Though government inspectors found no significant safety problems within Texas Air Corp., they warn labor relations are so bad at its Eastern Airlines subsidiary that public safety could be affected.
"In a company so divided, the risk is increased that the labor-management discord will, at some time, either through inattention or design, have an adverse impact on public safety," said the report released Thursday by the Transportation Department after its unprecedented inspection of Texas Air.Transportation Secretary James Burnley announced that former Labor Secretary William Brock had agreed to intervene between Eastern management and unions to head off the concerns about safety.
The extent of labor animosity was pointed up immediately in reaction to the report that concluded the 30-day inspection of Eastern and Texas Air's other subsidiaries, Continental Airlines and several commuter fleets.
"I'm glad it's behind us," said Texas Air Chairman Frank Lorenzo. "We are gratified that these investigations prove the unwavering commitment of Texas Air and Continental to the highest standards of safety for our passengers."
"I think it is probably the best possible report money can buy," countered union leader Charles Bryan, president of District 100 of the International Association of Machinists. "What we've got, in my opinion, is an absolute, clear whitewash."

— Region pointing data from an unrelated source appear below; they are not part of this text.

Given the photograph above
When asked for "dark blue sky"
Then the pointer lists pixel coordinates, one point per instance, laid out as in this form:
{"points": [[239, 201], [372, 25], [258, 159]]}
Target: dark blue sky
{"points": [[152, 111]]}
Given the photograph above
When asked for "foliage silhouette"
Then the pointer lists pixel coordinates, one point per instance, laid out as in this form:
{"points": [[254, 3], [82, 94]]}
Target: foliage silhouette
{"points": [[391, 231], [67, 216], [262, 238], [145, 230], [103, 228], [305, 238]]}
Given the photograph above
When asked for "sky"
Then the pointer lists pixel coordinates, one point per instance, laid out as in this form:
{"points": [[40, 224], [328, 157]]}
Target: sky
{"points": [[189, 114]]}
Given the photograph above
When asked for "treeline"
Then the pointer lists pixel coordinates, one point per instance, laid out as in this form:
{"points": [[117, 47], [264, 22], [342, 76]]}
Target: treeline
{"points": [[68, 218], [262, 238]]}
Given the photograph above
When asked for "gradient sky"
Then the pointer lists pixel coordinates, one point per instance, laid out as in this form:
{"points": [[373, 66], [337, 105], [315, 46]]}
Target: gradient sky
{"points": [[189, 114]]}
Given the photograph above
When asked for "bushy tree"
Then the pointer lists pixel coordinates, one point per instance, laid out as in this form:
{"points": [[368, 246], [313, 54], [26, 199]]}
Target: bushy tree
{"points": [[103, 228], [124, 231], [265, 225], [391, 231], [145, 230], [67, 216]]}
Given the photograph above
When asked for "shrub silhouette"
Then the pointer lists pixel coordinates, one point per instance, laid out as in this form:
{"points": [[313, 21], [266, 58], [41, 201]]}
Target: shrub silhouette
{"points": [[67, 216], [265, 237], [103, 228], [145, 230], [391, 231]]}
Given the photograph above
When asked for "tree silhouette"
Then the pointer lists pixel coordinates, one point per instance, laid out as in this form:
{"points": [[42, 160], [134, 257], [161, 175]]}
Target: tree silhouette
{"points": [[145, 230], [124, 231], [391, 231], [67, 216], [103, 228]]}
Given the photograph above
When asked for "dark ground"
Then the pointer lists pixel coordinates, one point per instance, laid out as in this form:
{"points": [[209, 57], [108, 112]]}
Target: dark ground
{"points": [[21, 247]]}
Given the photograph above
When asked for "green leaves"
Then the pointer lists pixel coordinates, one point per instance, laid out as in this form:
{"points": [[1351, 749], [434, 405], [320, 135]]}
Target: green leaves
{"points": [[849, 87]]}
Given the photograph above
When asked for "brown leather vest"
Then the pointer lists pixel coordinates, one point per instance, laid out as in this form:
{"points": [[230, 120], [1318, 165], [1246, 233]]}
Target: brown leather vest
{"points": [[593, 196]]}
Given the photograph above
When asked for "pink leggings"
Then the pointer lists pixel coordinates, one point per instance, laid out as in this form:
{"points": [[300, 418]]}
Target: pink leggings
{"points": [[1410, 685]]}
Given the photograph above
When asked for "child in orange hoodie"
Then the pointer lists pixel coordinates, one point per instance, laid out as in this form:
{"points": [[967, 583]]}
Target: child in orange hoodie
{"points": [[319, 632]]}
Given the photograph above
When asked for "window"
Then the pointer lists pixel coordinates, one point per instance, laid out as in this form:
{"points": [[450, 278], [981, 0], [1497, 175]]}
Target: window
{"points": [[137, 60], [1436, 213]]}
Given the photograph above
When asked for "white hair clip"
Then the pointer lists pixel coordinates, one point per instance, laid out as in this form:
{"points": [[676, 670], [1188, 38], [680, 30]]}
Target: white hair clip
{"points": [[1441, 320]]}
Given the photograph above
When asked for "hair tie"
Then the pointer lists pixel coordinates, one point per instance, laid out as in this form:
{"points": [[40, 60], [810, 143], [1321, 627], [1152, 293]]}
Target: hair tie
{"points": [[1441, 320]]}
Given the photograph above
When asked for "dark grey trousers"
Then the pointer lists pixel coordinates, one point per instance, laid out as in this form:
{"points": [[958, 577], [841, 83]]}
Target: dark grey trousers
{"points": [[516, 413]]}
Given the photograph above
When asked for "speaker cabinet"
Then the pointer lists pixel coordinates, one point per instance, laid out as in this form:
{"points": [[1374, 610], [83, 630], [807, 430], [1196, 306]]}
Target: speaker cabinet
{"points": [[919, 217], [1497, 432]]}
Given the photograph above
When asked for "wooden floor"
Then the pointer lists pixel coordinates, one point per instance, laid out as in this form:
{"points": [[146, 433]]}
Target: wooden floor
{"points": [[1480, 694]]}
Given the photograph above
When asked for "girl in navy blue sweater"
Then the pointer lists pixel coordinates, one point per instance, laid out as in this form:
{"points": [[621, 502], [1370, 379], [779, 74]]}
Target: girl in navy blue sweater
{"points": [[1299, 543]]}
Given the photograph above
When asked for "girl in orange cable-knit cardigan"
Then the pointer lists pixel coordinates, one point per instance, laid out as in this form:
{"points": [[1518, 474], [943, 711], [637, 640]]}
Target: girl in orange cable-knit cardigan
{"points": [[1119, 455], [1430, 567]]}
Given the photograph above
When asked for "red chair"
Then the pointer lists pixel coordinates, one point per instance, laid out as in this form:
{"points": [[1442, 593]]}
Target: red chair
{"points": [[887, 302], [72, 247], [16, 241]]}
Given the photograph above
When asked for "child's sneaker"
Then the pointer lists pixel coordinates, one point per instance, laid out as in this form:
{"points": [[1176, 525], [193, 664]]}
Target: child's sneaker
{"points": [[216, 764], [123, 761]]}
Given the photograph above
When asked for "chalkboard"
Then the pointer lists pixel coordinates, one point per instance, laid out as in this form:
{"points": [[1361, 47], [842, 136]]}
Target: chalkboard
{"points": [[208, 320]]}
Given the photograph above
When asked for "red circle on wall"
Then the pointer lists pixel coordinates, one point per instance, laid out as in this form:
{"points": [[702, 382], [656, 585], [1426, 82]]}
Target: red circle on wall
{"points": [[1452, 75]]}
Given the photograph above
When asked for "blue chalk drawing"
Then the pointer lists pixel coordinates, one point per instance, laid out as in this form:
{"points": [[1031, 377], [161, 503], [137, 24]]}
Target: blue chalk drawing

The IAM is Eastern's largest labor union, and Bryan, who met with government officials during the investigation, criticized them for not seeking more input from airline workers. He decried the report as a product of Lorenzo influence.
Capt. Henry Duffy, president of the Air Line Pilots Association, said the report confirmed his union's contention that Eastern is threatened by safety problems and that a breakdown in communication could lead to more problems.
But both Lorenzo and Duffy said they were pleased Brock agreed to sit down with them, and Brock, appearing with Burnley and Allan McArtor, head of the Federal Aviation Administration, said he believes both sides are eager to end the conflict.
The Transportation Department began its investigation of Texas Air in April, responding to intense pressure from Congress, and at the same time slapped Eastern with $823,000 in fines for alleged safety violations.
At the time, McArtor said the FAA was concerned about apparently repeated failures by Eastern to obey federal safety regulations. Outlining the report Thursday, McArtor said the FAA found some problems with line maintenance and several safety programs but also found Eastern had taken corrective steps.
The agency will continue to monitor those safety problems to ensure the corrections are completed, McArtor said. None of the problems uncovered would have endangered aircraft in the short term if service had continued, he said.
Because of the ramp inspections, Eastern had to pull 30 percent of its airplanes out of service for repairs at some point during the last month.
At Continental, about 14 percent of the aircraft came out of service to make repairs at some point during the month. Texas Air's commuter airlines - Bar Harbor Airways, Provincetown Boston Airlines, Rocky Mountain Airlines and Brit Airways - had to withdraw 20 percent of their planes at some point.